The proposal in Section 3.2 is, to a certain extent, compatible with the GrADS project [DSB+03], as it can play the role of the GrADS mapper for database query applications. The main differences lie in the fact that, in query processing, the initial pruning of the resource sets cannot be done in a completely application-independent way, as in GrADS, because database locality is very important for efficient query plan construction. Also, in GrADS, the scheduling algorithm runs many times, one for each candidate machine group, whereas, in the proposal of this thesis, the scheduler is executed only once, resulting in lower algorithm execution times. In the context of [DSB+03], [YD02] has presented a heuristic that allocates nodes in an incremental way similar to the scheduler proposed. One difference between the two techniques, apart from the fact that the graphs in [YD02] are simpler than typical query plans, is that in [YD02] the machines are first chosen and then it is decided how to use them, whereas in the approach followed in this thesis, a bottleneck is first identified and then an attempt is made to increase the parallelism.
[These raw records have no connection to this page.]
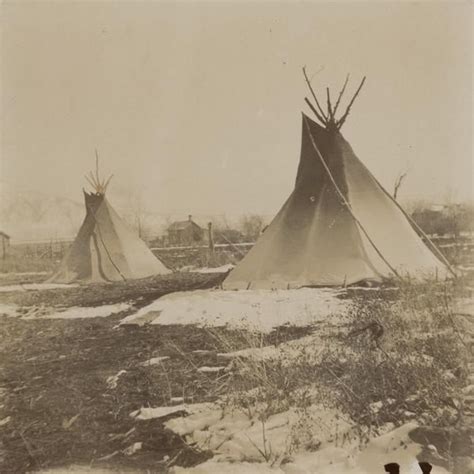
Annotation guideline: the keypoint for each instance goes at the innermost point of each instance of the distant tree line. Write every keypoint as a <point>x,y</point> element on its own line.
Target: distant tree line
<point>449,220</point>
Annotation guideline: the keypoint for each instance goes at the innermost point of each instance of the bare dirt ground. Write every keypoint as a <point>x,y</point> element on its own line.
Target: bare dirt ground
<point>54,375</point>
<point>60,404</point>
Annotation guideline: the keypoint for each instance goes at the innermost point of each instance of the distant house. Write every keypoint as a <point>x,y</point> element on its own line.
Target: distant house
<point>4,244</point>
<point>185,233</point>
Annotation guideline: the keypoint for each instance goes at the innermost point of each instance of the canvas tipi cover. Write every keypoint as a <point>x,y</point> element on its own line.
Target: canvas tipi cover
<point>106,249</point>
<point>338,227</point>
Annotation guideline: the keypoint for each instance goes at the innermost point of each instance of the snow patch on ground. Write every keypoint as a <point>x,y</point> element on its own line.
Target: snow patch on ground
<point>20,274</point>
<point>36,287</point>
<point>78,312</point>
<point>222,269</point>
<point>148,413</point>
<point>112,381</point>
<point>154,361</point>
<point>260,310</point>
<point>8,310</point>
<point>206,369</point>
<point>75,312</point>
<point>238,444</point>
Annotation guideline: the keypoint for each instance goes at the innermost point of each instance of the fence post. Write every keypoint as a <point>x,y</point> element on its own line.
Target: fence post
<point>211,243</point>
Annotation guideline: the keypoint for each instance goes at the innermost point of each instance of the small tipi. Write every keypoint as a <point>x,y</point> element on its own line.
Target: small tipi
<point>339,226</point>
<point>106,249</point>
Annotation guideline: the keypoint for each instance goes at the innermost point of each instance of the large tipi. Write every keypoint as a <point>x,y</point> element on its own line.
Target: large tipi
<point>339,226</point>
<point>106,249</point>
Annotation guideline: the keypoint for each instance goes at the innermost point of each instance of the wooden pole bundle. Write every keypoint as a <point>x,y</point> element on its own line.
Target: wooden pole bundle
<point>328,119</point>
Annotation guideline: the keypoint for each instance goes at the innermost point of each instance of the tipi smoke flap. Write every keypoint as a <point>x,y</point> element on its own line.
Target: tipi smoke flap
<point>339,226</point>
<point>106,249</point>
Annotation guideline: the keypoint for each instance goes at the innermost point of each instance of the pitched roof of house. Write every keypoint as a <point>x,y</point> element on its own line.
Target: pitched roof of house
<point>181,225</point>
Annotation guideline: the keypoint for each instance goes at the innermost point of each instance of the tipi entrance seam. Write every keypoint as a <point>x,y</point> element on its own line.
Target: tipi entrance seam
<point>345,202</point>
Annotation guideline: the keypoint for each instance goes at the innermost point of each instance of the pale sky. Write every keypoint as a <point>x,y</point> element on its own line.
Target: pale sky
<point>197,106</point>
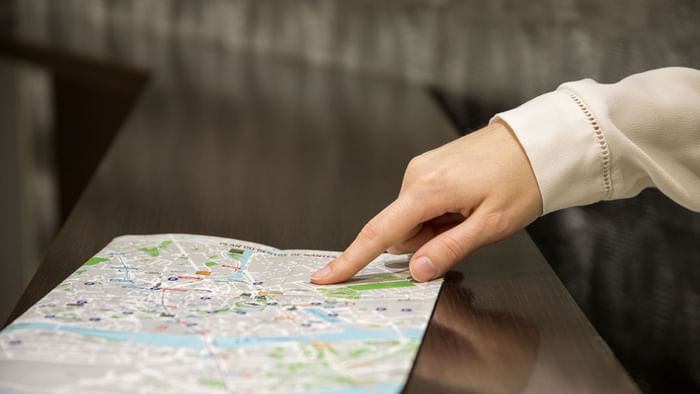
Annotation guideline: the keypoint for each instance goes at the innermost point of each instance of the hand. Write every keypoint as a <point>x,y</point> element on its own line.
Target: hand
<point>454,199</point>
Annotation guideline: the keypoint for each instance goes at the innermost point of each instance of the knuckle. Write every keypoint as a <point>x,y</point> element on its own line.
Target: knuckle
<point>370,232</point>
<point>452,248</point>
<point>431,181</point>
<point>498,223</point>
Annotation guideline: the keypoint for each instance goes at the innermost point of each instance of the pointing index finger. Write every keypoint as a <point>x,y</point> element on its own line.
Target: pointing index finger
<point>384,230</point>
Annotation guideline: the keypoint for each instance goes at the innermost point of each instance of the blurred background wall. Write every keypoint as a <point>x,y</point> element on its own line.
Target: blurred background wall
<point>633,266</point>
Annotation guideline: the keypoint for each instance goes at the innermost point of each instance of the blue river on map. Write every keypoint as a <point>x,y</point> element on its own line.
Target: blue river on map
<point>193,341</point>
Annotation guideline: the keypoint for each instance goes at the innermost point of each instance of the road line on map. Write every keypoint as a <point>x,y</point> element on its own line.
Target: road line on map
<point>183,252</point>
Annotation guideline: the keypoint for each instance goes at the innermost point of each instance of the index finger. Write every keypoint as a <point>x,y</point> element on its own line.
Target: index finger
<point>387,228</point>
Other schedulers developed in GrADS (e.g., [PBD+01]) do not provide for different degrees of parallelism in different parts of the query plan, and may require the user to prune first, explicitly, an extended set of resources. In the current proposal, this is a responsibility of the scheduler.
Other powerful schedulers, such as Condor [TWML02, TTL03], suffer mainly from the limitations in the dependencies in the graphs supported, and the restriction of allocating each node in the graph to a single site [KA99].